Bien, ha pasado más de una semana. Ya tiene poco sentido. No me apetece ni explicaros por qué este año ha sido así, pero ha sido así. No ha habido entradas individuales para cada día del Azkena ni las va a haber. Paso.
Lo tenía. Hasta hace quince minutos lo tenía. He parado cuando aún no había terminado de contar el viernes. En ese momento, he mirado lo que había escrito ya y lo he borrado todo. Hacía como media docena de párrafos (y el texto tenía como media docena de párrafos en total) que iba escribiendo a trompicones, como por obligación. Y no.
Para eso, ya cotizo a la seguridad social.
Permitidme que lo diga así: a tomar por culo. 
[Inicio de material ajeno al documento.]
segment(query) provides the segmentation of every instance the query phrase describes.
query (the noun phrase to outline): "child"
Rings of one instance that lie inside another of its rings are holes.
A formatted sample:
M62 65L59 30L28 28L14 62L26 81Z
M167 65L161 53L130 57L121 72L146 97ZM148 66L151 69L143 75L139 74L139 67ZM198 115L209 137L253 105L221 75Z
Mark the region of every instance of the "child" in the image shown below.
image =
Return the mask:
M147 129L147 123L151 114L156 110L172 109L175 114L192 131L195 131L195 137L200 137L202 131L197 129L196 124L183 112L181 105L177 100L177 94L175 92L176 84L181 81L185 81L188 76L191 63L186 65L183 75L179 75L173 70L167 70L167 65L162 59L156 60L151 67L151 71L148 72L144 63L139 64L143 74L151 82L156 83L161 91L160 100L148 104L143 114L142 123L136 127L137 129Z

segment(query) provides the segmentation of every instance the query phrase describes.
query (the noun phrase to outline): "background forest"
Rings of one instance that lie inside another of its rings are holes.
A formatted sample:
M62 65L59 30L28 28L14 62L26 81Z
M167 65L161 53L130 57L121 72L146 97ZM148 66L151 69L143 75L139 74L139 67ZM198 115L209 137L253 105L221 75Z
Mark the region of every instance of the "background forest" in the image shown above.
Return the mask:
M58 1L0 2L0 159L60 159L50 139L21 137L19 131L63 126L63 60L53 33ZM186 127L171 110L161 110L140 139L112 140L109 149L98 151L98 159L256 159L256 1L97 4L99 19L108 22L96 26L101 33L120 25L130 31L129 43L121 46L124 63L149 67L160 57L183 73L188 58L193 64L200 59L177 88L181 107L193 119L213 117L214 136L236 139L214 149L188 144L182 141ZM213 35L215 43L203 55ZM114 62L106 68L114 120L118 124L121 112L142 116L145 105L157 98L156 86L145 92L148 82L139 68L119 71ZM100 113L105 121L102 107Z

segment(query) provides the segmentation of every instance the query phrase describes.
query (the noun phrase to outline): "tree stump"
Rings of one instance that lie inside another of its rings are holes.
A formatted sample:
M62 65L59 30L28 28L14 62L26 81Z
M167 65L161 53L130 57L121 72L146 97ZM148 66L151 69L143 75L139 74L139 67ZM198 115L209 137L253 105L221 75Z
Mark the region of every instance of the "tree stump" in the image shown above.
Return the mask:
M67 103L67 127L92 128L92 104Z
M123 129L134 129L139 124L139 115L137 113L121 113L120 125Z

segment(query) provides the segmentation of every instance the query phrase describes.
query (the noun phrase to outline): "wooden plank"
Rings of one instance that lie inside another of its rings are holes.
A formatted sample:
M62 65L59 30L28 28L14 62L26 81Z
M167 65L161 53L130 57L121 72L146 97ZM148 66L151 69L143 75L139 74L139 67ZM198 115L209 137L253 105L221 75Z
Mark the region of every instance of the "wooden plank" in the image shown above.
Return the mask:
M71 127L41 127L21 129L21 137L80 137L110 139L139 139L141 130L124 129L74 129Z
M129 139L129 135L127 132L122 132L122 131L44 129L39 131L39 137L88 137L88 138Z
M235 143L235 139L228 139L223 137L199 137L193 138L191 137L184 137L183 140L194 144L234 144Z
El Azkena para mí y para los que me acompañan es algo más que un festival y, por eso, vamos a seguir yendo. Pero no nos equivoquemos: es un festival. Nada más. Lo que echamos de menos cuando volvemos a Bilbao es otra cosa. Es un festival como todos los demás: con precios desorbitados, gente mal pagada, publicidad a espuertas, recreo (en este caso) para rockeros, bocadillos gourmet y los últimos avances en trueque y desembolso. Tiene lo mismo que otros muchos festivales: escenarios grandilocuentes, algunos problemas con el sonido, ese olor a producto desodorizante que nace en los sanitarios portátiles y se te queda pegado a la doble cadena de nucleótidos. También podría decirte por qué es distinto a otros festivales, pero ya. No voy a seguir porque este tipo de entrada tampoco me apetece escribirla.
Lo voy a repetir así: a tomar por culo.

El ARF 2017 para mí se resumiría en John Fogerty y Chris Isaak. Pero hacer resúmenes nunca ha sido lo mío, lo sabéis. Vi más, a muchos más. De algunos, no voy a decir nada: desde Loquillo hasta King X’s pasando por Michael Kiwanuka… No me veo capaz de decir nada de esos conciertos y casi que tampoco de los demás. Sin embargo, si no escribo algo, se me va a quedar como un quiste que escuece. Eso sí, lo voy a hacer a biel, como dice Joaquín Reyes que andan los jilgueros por la ciudad: haciendo diagonales, que es lo que iba haciendo yo el viernes por las campas de Mendizabala.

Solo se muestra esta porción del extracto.